La troisième et dernière partie du film est soi-disant adaptée d’une nouvelle d’Anton Tchekhov, et se révèle la plus riche et la plus hypnotique. Aux limites de l’expérimental, « La goutte d’eau » est un segment encore plus fou et coloré que « Le téléphone ». Au croisement du gothique et du psychédélique, jouant avec les sons et les couleurs, Mario Bava pousse son film dans un territoire entièrement nouveau. Le scénario, simple et direct, évoque d’avantage Poe que Tcheckov en réalité, dans le sens où sous le couvert d’éléments fantastiques, les apparitions / hallucinations dont est victime le personnage incarné par Jacqueline Pierreux constituent peut-être les manifestations « physiques » de sa culpabilité d’avoir mal agi – elle a volé une bague à une morte. Ainsi, le récit se rapproche de la fin du « Cœur révélateur » d’Edgar Poe.

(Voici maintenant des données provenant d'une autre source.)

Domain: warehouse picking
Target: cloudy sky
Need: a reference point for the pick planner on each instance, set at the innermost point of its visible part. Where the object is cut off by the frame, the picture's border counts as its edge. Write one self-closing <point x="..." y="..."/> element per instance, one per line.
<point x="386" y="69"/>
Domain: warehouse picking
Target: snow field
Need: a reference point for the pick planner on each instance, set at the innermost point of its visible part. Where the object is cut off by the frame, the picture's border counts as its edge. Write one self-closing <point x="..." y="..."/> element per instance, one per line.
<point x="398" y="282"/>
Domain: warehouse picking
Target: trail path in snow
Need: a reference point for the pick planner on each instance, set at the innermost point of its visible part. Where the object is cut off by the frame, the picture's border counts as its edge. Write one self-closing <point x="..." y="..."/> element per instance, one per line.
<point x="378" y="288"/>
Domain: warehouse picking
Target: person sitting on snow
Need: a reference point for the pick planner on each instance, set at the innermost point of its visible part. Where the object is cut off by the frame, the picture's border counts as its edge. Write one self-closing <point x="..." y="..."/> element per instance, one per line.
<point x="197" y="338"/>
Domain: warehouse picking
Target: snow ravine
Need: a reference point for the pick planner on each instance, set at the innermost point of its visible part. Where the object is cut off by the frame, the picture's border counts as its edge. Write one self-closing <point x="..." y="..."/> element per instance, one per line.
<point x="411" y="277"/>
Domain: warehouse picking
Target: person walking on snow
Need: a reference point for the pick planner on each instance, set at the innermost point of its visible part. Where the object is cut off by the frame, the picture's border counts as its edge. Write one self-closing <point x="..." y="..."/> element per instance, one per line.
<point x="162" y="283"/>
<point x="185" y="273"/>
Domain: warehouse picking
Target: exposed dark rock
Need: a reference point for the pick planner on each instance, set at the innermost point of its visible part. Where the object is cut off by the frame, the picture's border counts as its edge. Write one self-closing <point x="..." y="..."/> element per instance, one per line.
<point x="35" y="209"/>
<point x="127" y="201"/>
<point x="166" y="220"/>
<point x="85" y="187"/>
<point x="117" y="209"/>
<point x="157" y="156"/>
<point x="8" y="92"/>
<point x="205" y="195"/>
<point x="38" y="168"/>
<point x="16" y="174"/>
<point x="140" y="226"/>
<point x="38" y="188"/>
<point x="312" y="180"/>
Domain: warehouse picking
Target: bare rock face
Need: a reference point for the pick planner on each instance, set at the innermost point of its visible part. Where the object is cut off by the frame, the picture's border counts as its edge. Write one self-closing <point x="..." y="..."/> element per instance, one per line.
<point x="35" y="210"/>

Conscient de l’ambiguïté faisant s’affronter une interprétation « psychanalytique » de son récit et une vision basée sur le fantastique, Mario Bava avance avec prudence, histoire de ne pas faire basculer son intrigue d’un côté ou de l’autre.

« La goutte d’eau » est un exercice de style d’une efficacité remarquable, dont Bava semble presque découvrir les possibilités en même temps que le spectateur. En effet, le cinéaste pousse l’horreur un peu plus dans ses retranchements à chaque nouvelle apparition – le plus étonnant étant d’ailleurs qu’il le fait avec une économie de moyens qui confine au génie. Véritable délire visuel et sonore aux gimmicks entêtants (les lumières rouges et vertes fusent à chaque goutte tombant dans l’appartement de l’héroïne, le tout étant également synchronisé avec le bruit du volet ou de la mouche), « La Goutte d’eau » est un des sommets crypto-gothiques et quasi-hypnotiques de la carrière de Bava, et justifie à lui seul la vision des Trois visages de la peur.

Le Blu-ray 4K Ultra HD

[5/5]

Éditeur relativement récent sur le front de la Ultra Haute-Définition en France, Le chat qui fume est néanmoins parvenu, en l’espace de quelques titres très attendus, à mettre tout le monde sur le cul. En fait, la sortie d’un film tel que Les trois visages de la peur au format Blu-ray 4K Ultra HD en France tient presque du miracle, et a vraiment dû réjouir de très nombreux cinéphiles… Premier Bava au monde en UHD. D’autant que l’éditeur prend toujours grand soin de proposer ses films dans ce qui s’impose comme de « beaux objets », propres à fasciner les collectionneurs. A ce titre, le packaging de l’édition combo Blu-ray 4K Ultra HD + Blu-ray s’inscrit dans la lignée des éditions précédentes made in La chat qui fume – et probablement ce qui se fait de mieux dans l’hexagone en matière de soin éditorial.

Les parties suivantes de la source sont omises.